Focus Groups Planned For Ocean Pines Survey Process

BERLIN – Focus groups and a community-wide survey are the next steps for the Salisbury University group helping the Ocean Pines Association plan for its future.

At a meeting of the community’s comprehensive planning committee Aug. 6, Memo Diriker and students from Salisbury University’s BEACON program said the Pines project was a week or so behind schedule but was moving along. Diriker said his group was wrapping up a series of phone calls with members of the community and that focus groups would follow.

“What we’re doing right now is exploratory,” he said.

In recent weeks, some residents have expressed concern over the fact that many of the individuals Diriker’s team has called have been board members, staff members and full-time residents. Few non-resident property owners have been called. Diriker explained that that was his intention at this point in the process. He said the calls were simply being made to ensure he and his group understood the community’s history and the documents provided by the association.

“At this stage, we’re not gauging the community’s opinion,” he said. “What we are doing right now is exploratory.”

Diriker said 20 people had been called and he expected to speak to more in the coming week. A summary of the information collected during the calls will be passed to the comprehensive plan committee prior to its Aug. 14 meeting. On that date the committee will decide who to invite to participate in focus groups, which Diriker said were the next step in the study. He said he’d like to see at least two focus groups, one made up of board members, committee members and association employees, and another made of less involved community members.

“The idea of the focus groups is to further understand what we’ve collected in phone calls as a precursor to the survey,” Diriker said.

He said the focus groups would test potential survey questions and clarify local issues for his team.

“It allows us to discover things we didn’t think of,” Diriker said.

Though he originally proposed hosting focus groups by Aug. 21, Diriker said that could be pushed back as the comprehensive planning committee wanted to meet Aug. 14 to discuss the results of the phone calls and who to include in the focus groups.

“We want to get it right,” said Steve Cohen, chairman of the committee. “After five years another month is not a big deal.”

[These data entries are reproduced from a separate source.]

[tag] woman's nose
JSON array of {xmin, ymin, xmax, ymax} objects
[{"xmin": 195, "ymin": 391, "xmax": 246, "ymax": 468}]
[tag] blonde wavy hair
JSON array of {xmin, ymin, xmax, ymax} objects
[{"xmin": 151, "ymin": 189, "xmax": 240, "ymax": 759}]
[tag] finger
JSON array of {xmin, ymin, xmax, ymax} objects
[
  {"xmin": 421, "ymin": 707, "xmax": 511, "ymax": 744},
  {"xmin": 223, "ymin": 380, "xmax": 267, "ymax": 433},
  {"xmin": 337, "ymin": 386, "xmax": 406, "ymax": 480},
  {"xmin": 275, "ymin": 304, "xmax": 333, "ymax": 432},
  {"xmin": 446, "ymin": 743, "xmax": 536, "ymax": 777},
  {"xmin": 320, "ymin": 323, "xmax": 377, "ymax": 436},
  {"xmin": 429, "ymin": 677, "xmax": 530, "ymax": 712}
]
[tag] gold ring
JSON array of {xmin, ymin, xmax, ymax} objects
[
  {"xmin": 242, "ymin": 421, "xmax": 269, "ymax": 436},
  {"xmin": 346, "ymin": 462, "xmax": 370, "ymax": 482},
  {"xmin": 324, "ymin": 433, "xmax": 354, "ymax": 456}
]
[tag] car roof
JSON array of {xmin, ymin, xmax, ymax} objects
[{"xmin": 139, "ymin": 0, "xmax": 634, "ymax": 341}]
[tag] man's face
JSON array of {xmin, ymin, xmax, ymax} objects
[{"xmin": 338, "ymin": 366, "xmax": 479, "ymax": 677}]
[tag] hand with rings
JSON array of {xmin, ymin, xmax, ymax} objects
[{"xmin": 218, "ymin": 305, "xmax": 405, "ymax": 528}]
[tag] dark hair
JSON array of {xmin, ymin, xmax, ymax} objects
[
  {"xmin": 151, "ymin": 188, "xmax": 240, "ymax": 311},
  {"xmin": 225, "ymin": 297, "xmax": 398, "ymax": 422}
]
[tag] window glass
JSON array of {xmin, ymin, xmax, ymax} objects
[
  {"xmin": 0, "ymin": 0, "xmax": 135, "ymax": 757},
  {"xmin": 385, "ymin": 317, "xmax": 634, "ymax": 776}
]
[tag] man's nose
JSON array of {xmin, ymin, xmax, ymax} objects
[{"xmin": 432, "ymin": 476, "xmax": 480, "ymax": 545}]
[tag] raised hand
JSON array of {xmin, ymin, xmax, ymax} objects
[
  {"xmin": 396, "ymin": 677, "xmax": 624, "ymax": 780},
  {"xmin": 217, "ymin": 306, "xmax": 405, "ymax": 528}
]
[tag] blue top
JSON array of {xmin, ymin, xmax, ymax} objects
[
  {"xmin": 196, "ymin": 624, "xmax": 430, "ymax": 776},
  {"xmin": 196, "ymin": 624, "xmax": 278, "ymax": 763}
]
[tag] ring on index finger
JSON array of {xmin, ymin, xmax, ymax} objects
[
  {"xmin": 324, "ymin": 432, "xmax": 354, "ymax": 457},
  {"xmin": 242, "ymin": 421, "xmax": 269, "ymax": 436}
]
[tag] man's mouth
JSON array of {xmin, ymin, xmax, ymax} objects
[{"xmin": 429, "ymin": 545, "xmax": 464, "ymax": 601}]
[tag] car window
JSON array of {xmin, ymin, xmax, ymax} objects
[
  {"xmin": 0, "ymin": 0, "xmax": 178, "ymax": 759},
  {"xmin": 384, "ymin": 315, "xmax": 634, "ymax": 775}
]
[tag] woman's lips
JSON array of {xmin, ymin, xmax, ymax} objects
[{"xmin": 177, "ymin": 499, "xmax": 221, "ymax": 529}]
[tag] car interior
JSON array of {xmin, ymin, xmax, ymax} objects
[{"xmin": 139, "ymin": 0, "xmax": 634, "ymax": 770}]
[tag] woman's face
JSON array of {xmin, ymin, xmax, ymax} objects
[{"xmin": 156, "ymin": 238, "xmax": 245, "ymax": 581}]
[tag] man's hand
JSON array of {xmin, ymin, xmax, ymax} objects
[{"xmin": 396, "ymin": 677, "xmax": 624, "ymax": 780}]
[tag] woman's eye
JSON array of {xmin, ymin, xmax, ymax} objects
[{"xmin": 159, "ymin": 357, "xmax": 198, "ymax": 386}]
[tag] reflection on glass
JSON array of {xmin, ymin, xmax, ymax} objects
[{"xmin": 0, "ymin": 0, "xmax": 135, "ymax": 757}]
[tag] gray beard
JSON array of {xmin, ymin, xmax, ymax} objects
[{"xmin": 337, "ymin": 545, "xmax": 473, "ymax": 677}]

Other committee members agreed and suggested that the goal should be to have questions for the proposed community-wide survey to the Ocean Pines Association Board of Directors by late September. The survey, Diriker said, would be the final step in the process. After it’s complet, his group will write a progress report and submit data to Ocean Pines.

The board of directors hired BEACON in April to help with its capital planning. At that time, Diriker said his students would develop analysis models to help the association during the planning process.